Non-Linear Pushover Analysis Of RCC Framed Structure By Providing Fluid Viscous Dampers At Different Locations
DOI:
https://doi.org/10.61808/jsrt76Keywords:
Dynamic analysis, non-liner static analysis, pushover analysis, fluid viscous dampersAbstract
The increasing need of shelter in urban cities due to overpopulated spaces and land inadequacy people are forced to keep space and their needs strictly limited. High-rise buildings are the best solution for providing people spaces for living and to work on. In this age of urban development and rapid modernization the need of high-rise structures is rapidly increasing. As structures have become higher, structural engineering has become more difficult to achieve appropriate stability criteria. In tall buildings, stiffness is the key to sustainability. Fluid Viscous Dampers (FVD) are one of the efficient solutions for tall structures. These are hydraulic devices that, when stroked, dissipate the energy placed on a structure by seismic events. The viscous dampers convert the kinetic energy of the structural movement into heat and then dissipate that energy into the air, thereby obeying the laws of physics through the conservation of energy. To determine effectiveness of FVDs as well as determine best location for FVDs in high-rise buildings subjected to seismic loads, the current research is being carried out.

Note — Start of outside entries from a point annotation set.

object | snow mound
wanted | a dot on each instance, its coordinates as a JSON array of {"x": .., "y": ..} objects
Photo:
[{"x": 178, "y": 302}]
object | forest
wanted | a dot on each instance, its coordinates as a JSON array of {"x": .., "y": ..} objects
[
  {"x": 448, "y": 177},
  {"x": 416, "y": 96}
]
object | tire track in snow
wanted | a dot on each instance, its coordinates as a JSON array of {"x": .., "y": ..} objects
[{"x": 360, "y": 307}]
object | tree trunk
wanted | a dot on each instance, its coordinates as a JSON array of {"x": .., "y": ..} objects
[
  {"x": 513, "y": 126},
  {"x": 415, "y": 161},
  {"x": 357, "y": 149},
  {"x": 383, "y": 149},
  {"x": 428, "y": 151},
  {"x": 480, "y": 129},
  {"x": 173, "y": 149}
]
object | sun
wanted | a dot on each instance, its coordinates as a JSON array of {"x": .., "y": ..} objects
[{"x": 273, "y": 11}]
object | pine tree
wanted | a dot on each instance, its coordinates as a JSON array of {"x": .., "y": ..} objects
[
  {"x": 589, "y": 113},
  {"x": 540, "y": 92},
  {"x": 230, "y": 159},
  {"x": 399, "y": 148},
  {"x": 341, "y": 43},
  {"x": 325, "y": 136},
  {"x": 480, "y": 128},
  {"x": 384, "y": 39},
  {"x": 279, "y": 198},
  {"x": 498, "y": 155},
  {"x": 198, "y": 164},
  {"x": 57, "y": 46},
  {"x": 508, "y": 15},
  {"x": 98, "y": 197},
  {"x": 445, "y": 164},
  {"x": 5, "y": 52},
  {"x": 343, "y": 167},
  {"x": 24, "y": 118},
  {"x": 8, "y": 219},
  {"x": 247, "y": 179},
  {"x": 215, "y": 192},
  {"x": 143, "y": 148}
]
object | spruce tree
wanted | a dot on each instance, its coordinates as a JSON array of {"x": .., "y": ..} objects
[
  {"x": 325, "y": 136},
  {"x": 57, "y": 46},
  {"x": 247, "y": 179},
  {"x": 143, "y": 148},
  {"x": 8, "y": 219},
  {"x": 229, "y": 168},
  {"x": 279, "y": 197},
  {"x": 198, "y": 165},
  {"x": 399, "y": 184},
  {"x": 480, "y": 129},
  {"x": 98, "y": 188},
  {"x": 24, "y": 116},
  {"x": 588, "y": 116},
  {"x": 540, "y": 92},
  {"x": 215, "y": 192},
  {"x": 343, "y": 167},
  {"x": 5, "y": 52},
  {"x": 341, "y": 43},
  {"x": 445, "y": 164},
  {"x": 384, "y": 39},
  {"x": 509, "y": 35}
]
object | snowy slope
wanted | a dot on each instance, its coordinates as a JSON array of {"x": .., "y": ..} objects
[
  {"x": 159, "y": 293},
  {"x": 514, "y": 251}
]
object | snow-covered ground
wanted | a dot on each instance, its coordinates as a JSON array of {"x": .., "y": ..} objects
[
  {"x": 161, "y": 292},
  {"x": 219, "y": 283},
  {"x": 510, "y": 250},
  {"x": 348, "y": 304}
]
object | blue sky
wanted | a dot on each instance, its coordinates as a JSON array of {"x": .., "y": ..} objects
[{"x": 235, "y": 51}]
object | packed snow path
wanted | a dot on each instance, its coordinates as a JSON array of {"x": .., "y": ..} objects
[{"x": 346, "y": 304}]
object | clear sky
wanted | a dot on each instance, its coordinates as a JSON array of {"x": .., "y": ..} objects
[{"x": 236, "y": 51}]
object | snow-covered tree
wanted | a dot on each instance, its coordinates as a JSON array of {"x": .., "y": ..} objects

In this study twelve (12) RCC framed structures of 15 storeys of which four (4) are square shaped in plan, four (4) are rectangle shaped in plan with sides of ratio 1.5:1 and the other four (4) are rectangle shaped in plan with sides of ratio 2:1. These three (3) different shaped buildings considered are having approximately same plan area and damper positions. A floor-to-floor height 3m is taken. The buildings are located in Zone III. By using ETABS 2017 software, which helps to analyse and design the models, the analysis method used for this study is the Push Over analysis. This research work presents the results of an investigation on different parameters like Base shear, Modal mass participation, Time period, Storey Drift, Storey Shear and Storey Stiffness.